Conditional Output Format Selection

The output format selection is only presented if you choose to install a knowledge graph, as it's only relevant for knowledge graph functionality.

Usage

biotope init [OPTIONS]

Options

  • --dir, -d: Directory to initialize biotope project in (default: current directory)

Example

# Initialize in current directory
biotope init

# Initialize in specific directory
biotope init --dir /path/to/project

Configuration File Structure

The initialization creates a .biotope/config/biotope.yaml file with the following structure:

version: "1.0"
croissant_schema_version: "1.0"
default_metadata_template: "scientific"
data_storage:
  type: "local"
  path: "data"
checksum_algorithm: "sha256"
auto_stage: true
commit_message_template: "Update metadata: {description}"

# Project information (consolidated from internal metadata)
project_info:
  name: "my-project"
  created_at: "2024-01-01T00:00:00Z"
  biotope_version: "0.1.0"
  last_modified: "2024-01-01T00:00:00Z"
  builds: []
  knowledge_sources: []

# Project-level metadata for annotation pre-fill
project_metadata:
  description: "Project description"
  url: "https://example.com/project"
  creator:
    name: "John Doe"
    email: "john@example.com"
  license: "MIT"
  citation: "Doe, J. (2024). Project Title. Journal Name."

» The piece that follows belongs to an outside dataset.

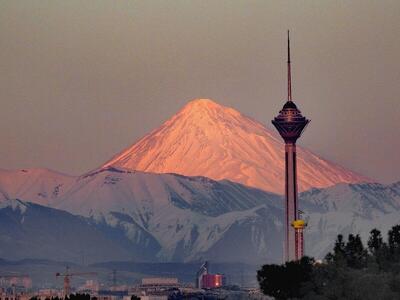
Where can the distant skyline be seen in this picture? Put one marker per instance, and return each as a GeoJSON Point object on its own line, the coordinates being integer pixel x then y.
{"type": "Point", "coordinates": [80, 81]}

# Validation configuration
annotation_validation:
  enabled: true
  minimum_required_fields:
    - "name"
    - "description"
    - "creator"
    - "dateCreated"
    - "distribution"
  field_validation:
    name:
      type: "string"
      min_length: 1
    description:
      type: "string"
      min_length: 10
    creator:
      type: "object"
      required_keys: ["name"]
    dateCreated:
      type: "string"
      format: "date"
    distribution:
      type: "array"
      min_length: 1

Directory Structure

The init command creates the following directory structure:

project-root/
├── .biotope/
│   ├── config/
│   │   └── biotope.yaml          # Consolidated configuration (Git-like)
│   ├── datasets/                 # Croissant ML metadata files
│   ├── workflows/                # Bioinformatics workflow definitions
│   └── logs/                     # Command execution logs
├── config/
│   └── biotope.yaml              # User-facing configuration
├── data/
│   ├── raw/
│   └── processed/
├── schemas/
└── outputs/

Note: The configuration follows a Git-like approach where .biotope/config/biotope.yaml contains all biotope-specific configuration, similar to how Git uses .git/config for its configuration.

Managing Project Metadata

After initialization, you can manage project metadata using the biotope config command:

# Set project metadata
biotope config set-project-metadata

# Show current project metadata
biotope config show-project-metadata

biotope init — scaffold a new biotope project.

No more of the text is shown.